A handful of major deals at Sundance 2020 including a record acquisition asserted the primacy of streamers, who in each case were either the prime mover in the transaction or a major factor in the calculation.
The star of the show was arguably Hulu, and at time of writing buyers of all shapes and sizes had laid out in the region of $80m all told.
Hulu teamed up with Neon for a record on-site Sundance acquisition, getting its wallet out for worldwide rights on Adam Samberg comedy Palm Springs in a deal that eclipsed by 69 cents the $17.5m paid by what was then known as Fox Searchlight for The Birth Of A Nation in 2016.
If the sum sounded like a gimmick, there was nothing fatuous about the endgame. However the theatrical run through Neon plays out, Disney-owned Hulu has another appealing title to entice its subscribers.
The platform appears to be targeting a younger demographic and plundered another treasure on offer at Park City, beating out others to pay around $8m for the world on Bad Hair, Justin Simien’s Dear White People follow-up, without any mention of a theatrical partner.
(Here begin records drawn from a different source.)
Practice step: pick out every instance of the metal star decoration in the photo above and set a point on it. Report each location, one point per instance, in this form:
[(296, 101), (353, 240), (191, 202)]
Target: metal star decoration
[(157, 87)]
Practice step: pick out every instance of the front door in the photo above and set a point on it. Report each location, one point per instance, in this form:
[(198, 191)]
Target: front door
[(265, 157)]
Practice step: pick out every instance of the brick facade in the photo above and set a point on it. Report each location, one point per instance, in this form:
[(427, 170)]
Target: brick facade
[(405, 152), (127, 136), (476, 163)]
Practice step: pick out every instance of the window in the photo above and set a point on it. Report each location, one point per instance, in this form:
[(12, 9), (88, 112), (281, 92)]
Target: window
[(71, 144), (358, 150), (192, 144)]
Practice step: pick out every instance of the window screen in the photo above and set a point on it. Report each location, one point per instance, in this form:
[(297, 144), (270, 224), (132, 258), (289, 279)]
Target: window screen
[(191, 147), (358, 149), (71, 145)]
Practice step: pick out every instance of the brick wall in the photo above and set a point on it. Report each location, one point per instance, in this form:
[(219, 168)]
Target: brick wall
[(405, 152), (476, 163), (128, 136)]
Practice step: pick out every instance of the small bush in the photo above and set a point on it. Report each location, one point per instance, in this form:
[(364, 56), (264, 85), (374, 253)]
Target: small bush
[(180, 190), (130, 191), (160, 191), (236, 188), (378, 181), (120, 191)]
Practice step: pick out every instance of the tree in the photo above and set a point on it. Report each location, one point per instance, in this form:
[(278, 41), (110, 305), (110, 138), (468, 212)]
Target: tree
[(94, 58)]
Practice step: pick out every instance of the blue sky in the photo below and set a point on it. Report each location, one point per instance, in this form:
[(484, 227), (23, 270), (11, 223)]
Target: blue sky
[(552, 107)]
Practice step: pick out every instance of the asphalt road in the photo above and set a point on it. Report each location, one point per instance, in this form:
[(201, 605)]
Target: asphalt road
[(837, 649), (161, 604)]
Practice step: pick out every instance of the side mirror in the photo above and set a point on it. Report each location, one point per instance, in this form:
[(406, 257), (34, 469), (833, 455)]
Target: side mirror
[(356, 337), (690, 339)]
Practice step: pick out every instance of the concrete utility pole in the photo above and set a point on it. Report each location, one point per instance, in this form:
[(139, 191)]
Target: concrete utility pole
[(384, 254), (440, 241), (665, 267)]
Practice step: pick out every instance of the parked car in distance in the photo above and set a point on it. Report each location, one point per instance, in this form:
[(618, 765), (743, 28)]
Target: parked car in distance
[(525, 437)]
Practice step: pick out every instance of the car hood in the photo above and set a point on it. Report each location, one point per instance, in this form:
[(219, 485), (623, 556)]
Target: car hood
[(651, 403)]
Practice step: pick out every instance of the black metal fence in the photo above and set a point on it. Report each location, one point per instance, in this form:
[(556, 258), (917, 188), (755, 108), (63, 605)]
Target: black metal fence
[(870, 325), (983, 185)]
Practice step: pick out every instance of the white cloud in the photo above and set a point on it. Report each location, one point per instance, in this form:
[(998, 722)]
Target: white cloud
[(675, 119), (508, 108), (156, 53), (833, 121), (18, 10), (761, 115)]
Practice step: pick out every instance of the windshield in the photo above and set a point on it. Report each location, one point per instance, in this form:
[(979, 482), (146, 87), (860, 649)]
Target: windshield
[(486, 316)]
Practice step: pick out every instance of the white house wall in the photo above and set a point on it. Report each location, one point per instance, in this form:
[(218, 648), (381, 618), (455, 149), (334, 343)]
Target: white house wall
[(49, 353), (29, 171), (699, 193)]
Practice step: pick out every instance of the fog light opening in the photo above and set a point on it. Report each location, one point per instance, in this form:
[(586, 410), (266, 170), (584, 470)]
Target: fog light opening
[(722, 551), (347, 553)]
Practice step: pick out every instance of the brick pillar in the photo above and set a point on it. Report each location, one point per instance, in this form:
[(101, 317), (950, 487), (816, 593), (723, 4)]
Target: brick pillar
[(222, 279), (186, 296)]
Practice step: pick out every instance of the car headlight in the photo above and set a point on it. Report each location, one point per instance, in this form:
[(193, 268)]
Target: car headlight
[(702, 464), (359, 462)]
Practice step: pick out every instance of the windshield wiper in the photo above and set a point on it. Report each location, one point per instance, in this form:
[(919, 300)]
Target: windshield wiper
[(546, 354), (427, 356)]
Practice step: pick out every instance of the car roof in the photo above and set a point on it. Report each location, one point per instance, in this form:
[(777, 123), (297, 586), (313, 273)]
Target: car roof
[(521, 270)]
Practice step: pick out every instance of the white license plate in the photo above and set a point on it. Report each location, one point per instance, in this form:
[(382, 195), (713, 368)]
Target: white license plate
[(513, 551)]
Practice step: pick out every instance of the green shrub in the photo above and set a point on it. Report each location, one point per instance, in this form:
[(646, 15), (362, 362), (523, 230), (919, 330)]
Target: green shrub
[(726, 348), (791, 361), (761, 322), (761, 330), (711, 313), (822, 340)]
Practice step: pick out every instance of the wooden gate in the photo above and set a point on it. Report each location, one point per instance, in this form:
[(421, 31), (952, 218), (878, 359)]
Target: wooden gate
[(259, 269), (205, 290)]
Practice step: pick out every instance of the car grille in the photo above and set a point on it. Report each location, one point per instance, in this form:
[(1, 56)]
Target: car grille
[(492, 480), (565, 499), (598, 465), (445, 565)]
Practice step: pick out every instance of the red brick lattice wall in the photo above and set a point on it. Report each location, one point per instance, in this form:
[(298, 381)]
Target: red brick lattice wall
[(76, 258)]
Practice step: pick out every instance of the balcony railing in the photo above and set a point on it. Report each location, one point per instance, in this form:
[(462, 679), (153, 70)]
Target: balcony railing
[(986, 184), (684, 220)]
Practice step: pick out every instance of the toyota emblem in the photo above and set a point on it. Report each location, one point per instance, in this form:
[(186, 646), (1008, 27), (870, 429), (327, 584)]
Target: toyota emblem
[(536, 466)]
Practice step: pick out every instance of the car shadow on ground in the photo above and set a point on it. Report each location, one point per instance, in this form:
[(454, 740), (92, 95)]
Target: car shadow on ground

It is understood Simien wants a theatrical release, and it remains to be seen whether Hulu will go through regular partner Neon or four-wall the film before the all-important launch on the platform.
Amazon Studios was involved in two notable trades that made a splash yet otherwise behaved modestly compared to its $46m-plus spending spree in 2019. The platform paid around $12m for the world on Alan Ball’s coming-out drama Uncle Frank starring Paul Bettany and has not made aggressive noises about a theatrical release. The North American deal for Phyllida Lloyd’s Herself would have been considerably less and smacks of an awards play given the rave reviews for Clare Dunne, who also co-wrote the story about an abused wife who escape with her children and builds them all a new house. Cornerstone Films handles worldwide sales.
After Amazon Studios’ Sundance 2019 buy Late Night flopped in theatres, company head Jennifer Salke has revised the theatrical strategy and Amazon now calibrates the scale of its theatrical releases on a case-by-case basis. The company has since claimed Late Night was a hit on Prime Video and while streamers’ viewership numbers cannot be independently verified, what appears to count is is either some kind of theatrical uplift to raise awareness among subscribers, or a marketing spend to achieve the same goal even if the film is going straight to the platform.
Apple and A24 snapped up the documentary Boys State for reportedly $12m, a record documentary sale in Park City. At time of writing Netflix was circling drama The 40-Year-Old Version in what would be a late on-site worldwide buy to complement the 11 titles it brought to the festival.
HBO Max was quiet until it picked up Russell Simmons accusers documentary On The Record after the fesival closed, while nobody seemed too sure what Peacock was up to. Nonetheless the take-away from Sundance 2020 is that by and large streamers will get what they want and if the filmmakers desire a theatrical release, a partnership to that effect can sweeten the pill.
“A lot of these deals are so rich that if you’re the financier, who cares [if the theatrical release under-performs],” said one insider with a track record of theatrical success. “It depends on the movie – some need the word of mouth on theatrical, or [if the release will be online-only] you have to spend just as much to get awareness of the streaming deal as you would theatrically.
“You can’t just throw it all on streaming and hope it all works. That’s the other thing we’re seeing – even the streamers are going to have to commit to spending something and we’ll probably see a change in deals like that.”
Searchlight Pictures paid what is believed to be $12m for the world on David Bruckner’s horror The Night House starring Rebecca Hall. The studio has dabbled recently in horror – it released Ready Or Not last year – yet this deal, too, speaks to the might of streamers. Searchlight films go out on Hulu, whose target young audiences enjoy horror.
Lionsgate bought US rights to Dominic Cooke’s well regarded yet old-fashioned espionage tale Ironbark with Benedict Cumberbatch (Roadside Attractions will oversee the theatrical release); Magnolia Pictures took documentaries Assassins and The Fight; Kino Lorber acquired Mexican drama Identifying Features; Sony Pictures Worldwide Acquisitions took international rights to Zola; RLJE Films bought Spree; Film Constellation acquired international eights to Farewell Amor; HBO took worldwide TV and streaming rights to Siempre, Luis; and Sony Pictures Classics (SPC) and Stage 6 partnered on the epic romance I Carry You With Me.
SPC pre-bought The Father – which stars Anthony Hopkins and Olivia Colman and is likely to be in the awards conversation next season – and documentary The Truffle Hunters.
Moving early on projects before a festival premiere sparks a bidding war that inflates prices has been a tactic used by SPC and other savvy theatrical buyers for a few years now. It may be the only way these companies can update their war chests.
Nobody has bigger pipelines to fill than the streamers, and the huge numbers they are willing to spend ensure financiers get their investment back, and sales agents get their commission. The only downside is there may not be a theatrical release, but as one observer said, “These are crazy prices and these platforms can pretty much get whatever they want. This is the new normal.”